On day three, I’d like to discuss a topic near and dear to Matt’s heart, and one that is starting to grow near-er and dear-er to mine: Italian Prog. One sentence history lesson: a bunch of musically talented Italian youngsters in the early 70’s, buoyed by the great prog coming out of the UK and also by their love of classical and jazz, released a BUNCH of ridiculously original and well-written progressive albums in a short time, mostly from 1972-74. The Italian scene during this time cannot be overstated or overrated: a decent chunk of the greatest progressive albums ever came out of this scene. In fact, I happen to have a copy of Greg Walker’s Top 150 prog albums of all time (one album per band max), and he has a full 29 Italian bands on the list. Now THAT’s a prog rock scene.
So, because this year marks the 30th anniversary of the Italian Prog explosion and because I need something to write about for my 3rd Day of Penance, I’m going to shine some light on a couple of obscure albums from the scene. No PFM or Banco here: just the overlooked and under appreciated albums.
In 1974, right at the end of the “meat” of the scene, Sensation’s Fix released their sophomore record, Portable Madness. The band is an odd example of Italian Prog for two reasons, the first being that their band name isn’t Italian, which I believe is sacrilege, although I suppose they get a mulligan for having an American drummer. The second reason is that their style was more space/psychedelic rock, much different from the symphonic and jazz stylings of their Italian brethren. Still, the trio produced some excellent music that remains quite interesting to this day.
I have one major beef with Portable Madness, but let’s talk about the positives first. Excellent musicianship and good production, considering the time and technology. This is psychedelic progressive rock in it’s purest form: no vocals, plenty of effects, the guitar being run through a Big Muff pedal… oh yeah, that’s the stuff. Be prepared for nine droning tracks, none of which are long but all of which take a theme or musical idea and then explore it for four or five minutes in jam session format. Luckily, this album doesn’t suffer from a lack of depth like so many other psychedelic records — the keyboards are plentiful and well played throughout. My one major beef would be with the snare drum, which actually doesn’t exist. Apparently, Keith Edwards doesn’t believe in snare strands, because I just assumed that an extremely taught tom tom played every snare hit on the album. If this album were ever re-recorded (will never happen, but still), I’d love to hear it with a snare drum.
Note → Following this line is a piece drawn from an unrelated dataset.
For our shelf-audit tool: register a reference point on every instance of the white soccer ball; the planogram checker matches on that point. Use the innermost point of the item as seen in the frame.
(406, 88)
The year was 1972, the scene was coming alive, and Il Balletto Di Bronzo released what is almost universally considered their masterpiece, Ys. Now, when I initially think of the work “Ys,” I think of the Japanese role-playing series that has been around since the dawn of time. Does this make me nerdy? Maybe. But Bronzo is making a strong play to steal that particular word association, because this album rocks.
Ys is eclectic symphonic prog at it’s finest. The female vocals are strange and interesting. The time signatures and tempo alter themselves the appropriate number of times. The musicianship is great and the keyboards are incredible, just the way it should be. I have no idea what the lyrics are, on account of my uni-lingual nature, but I can feel the thick drippings of a deep concept. The songwriting is unique, almost giving the feeling of a lack of structure — not in a messy way, but similar to today’s modern art rock bands. Transitions between ideas are abrupt and occasionally frenetic, but it creates a nice pace that ensures the record runs smoothly throughout it’s 45 minutes. And believe me, you’ll be wanting more when it’s over.